TIR enttäuscht: Kanton Zürich schafft obligatorische Ausbildungspflicht für Hundehaltende ab
Im Zuge der Abschaffung des obligatorischen Sachkundenachweises für Hundehaltende auf Bundesebene wurden im Zürcher Parlament drei Vorstösse eingereicht, die darauf abzielten, auch die kantonal geregelte Ausbildungspflicht aufzuheben bzw. zu lockern. Gestern nun hat er die obligatorische Ausbildung für Halter von Hunden, die einem "grossen oder massigen Rassetyp" angehören, gestrichen und damit die obligatorischen Hundekurse im Kanton Zürich abgeschafft. Die Stiftung für das Tier im Recht (TIR) bedauert den Entscheid des Parlaments.
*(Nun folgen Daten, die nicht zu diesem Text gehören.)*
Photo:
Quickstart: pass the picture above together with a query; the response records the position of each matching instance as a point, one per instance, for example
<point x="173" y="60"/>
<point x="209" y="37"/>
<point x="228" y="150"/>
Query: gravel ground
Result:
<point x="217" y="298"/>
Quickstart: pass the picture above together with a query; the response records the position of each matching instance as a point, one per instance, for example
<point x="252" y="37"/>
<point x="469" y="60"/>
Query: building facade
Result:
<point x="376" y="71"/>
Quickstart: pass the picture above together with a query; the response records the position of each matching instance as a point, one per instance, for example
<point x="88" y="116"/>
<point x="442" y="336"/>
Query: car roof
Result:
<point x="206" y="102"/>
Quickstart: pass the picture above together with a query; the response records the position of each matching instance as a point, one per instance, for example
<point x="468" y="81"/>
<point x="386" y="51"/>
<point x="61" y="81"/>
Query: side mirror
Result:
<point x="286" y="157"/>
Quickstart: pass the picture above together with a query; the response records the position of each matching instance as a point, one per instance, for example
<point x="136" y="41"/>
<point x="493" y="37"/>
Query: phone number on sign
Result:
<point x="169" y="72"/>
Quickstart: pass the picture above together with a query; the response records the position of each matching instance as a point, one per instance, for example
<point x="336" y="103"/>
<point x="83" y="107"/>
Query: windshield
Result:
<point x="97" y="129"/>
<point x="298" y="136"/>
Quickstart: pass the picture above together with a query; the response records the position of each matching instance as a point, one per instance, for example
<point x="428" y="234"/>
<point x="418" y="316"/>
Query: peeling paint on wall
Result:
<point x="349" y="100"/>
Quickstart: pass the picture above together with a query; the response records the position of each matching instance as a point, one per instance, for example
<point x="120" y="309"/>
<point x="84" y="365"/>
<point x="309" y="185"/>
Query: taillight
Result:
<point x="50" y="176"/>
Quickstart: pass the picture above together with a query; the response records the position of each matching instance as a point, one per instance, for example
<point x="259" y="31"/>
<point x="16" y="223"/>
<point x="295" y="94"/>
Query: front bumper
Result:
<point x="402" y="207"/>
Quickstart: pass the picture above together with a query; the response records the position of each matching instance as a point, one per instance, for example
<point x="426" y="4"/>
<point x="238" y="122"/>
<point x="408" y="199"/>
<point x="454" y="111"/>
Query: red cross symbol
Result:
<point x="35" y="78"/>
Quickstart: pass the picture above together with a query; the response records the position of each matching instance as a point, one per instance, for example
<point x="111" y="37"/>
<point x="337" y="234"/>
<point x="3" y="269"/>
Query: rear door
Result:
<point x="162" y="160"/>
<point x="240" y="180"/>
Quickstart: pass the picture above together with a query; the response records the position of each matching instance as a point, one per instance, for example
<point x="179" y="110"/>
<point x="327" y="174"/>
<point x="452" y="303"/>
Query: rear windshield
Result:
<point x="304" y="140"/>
Ihrer Ansicht nach ist die Ausbildung von Tierhaltenden ein gutes Mittel, um diese auf ihre Verantwortung ihrem Tier gegenüber vorzubereiten.
29.05.2018
2010 wurde im Kanton Zürich die obligatorische praktische Hundehalterausbildung eingeführt, weil ein guter Umgang mit dem Hund und das richtige Verhalten von Tier und Halter einerseits Grundvoraussetzungen für eine aus Sicht des Tierschutzes gute Haltung sind und anderseits zur allgemeinen Sicherheit beitragen. Nach der noch geltenden Rechtslage sind Personen im Kanton Zürich zu einer praktischen Ausbildung verpflichtet, wenn sie einen Hund erwerben bzw. halten, der einem grossen oder massigen Rassetyp angehört (§ 7 HuG ZH). Diese Ausbildung umfasst je nachdem, in welchem Alter der Hund übernommen wird und welche Ausbildungskurse schon besucht wurden, vier Lektionen Welpenkurs, zehn Lektionen Junghundekurs und/oder 10 bzw. 20 Lektionen Erziehungskurs.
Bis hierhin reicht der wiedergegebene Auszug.